Ya que mi curiosidad iba en aumento progresivo, empecé a fijarme en el entorno. Estábamos en la calle, detenidos delante de la puerta de una casa unifamiliar de color blanco, con una escalinata de ladrillos y una barandilla de hierro adornada con macetas de colores. Parecía un hogar sano y feliz. Me alegré de estar allí. Tal vez ésa iba a ser mi nueva casa. 

Pronto, la impaciencia de mi nuevo amigo se me contagió. No quería esperar ni un segundo más para conocer todos los detalles. Quería descubrir su nombre, su trabajo y, sobre todo, que me presentara a sus seres queridos. Mi nuevo amigo, al que llamaré X como medida preventiva, se levantó de un salto del peldaño en el que se había sentado a reflexionar, musitando casi para sus adentros algunas palabras de ánimo que a penas pude entender. Sacó un juego de llaves y abrió la puerta de la casa. Nada más entrar, yo quedé impresionado de lo bonita y acogedora que era por dentro. Incluso de la cocina llegaba un suave aroma a cena recién hecha. Definitivamente se trataba de un hogar muy dichoso y agradable. 

X parecía buscar a alguien por las habitaciones del piso de abajo y, al no dar con su objetivo, llamó cariñosamente a otra persona, Y, que decidí que era su pareja a juzgar por el tono de voz que había empleado. A la tercera o cuarta vez que repitió la misma operación sin obtener respuesta, X empezó a subir las escaleras de caracol que había justo en medio del salón y yo de repente volví a quedarme a oscuras, mientras retumbaba, como si él hubiera querido esconderme. Noté mucha presión en el pecho. Estaba histérico. Quería salir, respirar, conocer a la dueña de la casa, gritar...¡algo! Que alguien me contara qué estaba sucediendo allí fuera. No era justo. Me habían privado de información en el momento más inoportuno. 

X llegó a la puerta de una habitación del piso de arriba, desde el que se escuchaba un tema de Heavy Metal reproducido a toda pastilla. Oí el chirrido de la madera y cómo mi amigo avanzaba dos pasos justo para cruzar el umbral. Se detuvo en seco. Allí dentro la música todavía sonaba con más fuerza. Tras unos eternos segundos sin que nadie pronunciara ni una palabra, X gritó.

-¡¿Y?! ¿Cómo has podido? ¿Cómo has podido hacerme esto a mí?

De repente mi lecho volvió a agitarse, esta vez con mucha más rapidez y violencia. X sostenía el cubículo en la mano y, de un golpe seco, lo estampó contra el suelo de madera. De la velocidad, yo salí disparado y me quedé postrado. Ycon cara de estar a punto de sufrir un ictus, se encontraba incorporada en la cama de matrimonio junto a un tal Z, que se había quedado inmóvil. Ambos estaban desnudos aunque escasamente tapados con las sábanas. 
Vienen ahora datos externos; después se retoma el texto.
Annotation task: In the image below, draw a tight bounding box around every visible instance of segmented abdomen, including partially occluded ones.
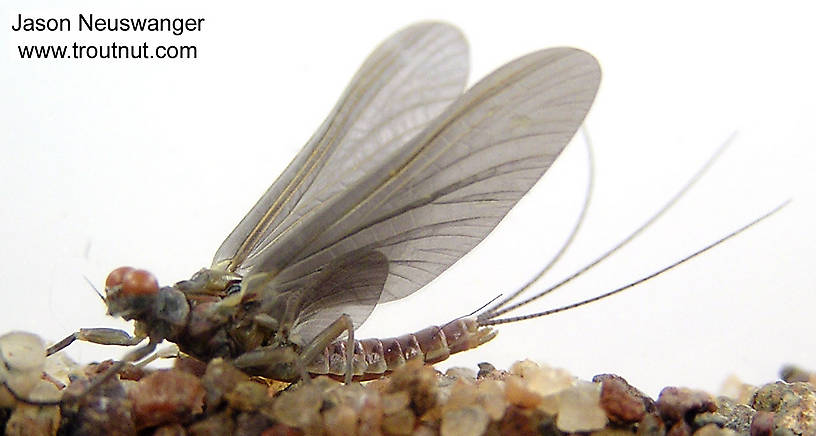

Cuando me recuperé del shock, todavía tuve tiempo de presenciar como X se alejaba de espaldas y corría escaleras abajo, dando un portazo desde la entrada de casa. Y, con lagrimones de rimmel corriéndole por las mejillas sonrojadas, se levantó rápidamente de la cama y me recogió del suelo con las manos. Yo, desde las alturas, vi cómo mi habitáculo se quedaba tirado en la esquina del cuarto, abierto de par en par. Era un estuche de la joyería del Pi, la clásica caja para anillos de compromiso. 

Instantáneamente, recuperé la memoria, el sentido de mi vida y mi condición de objeto.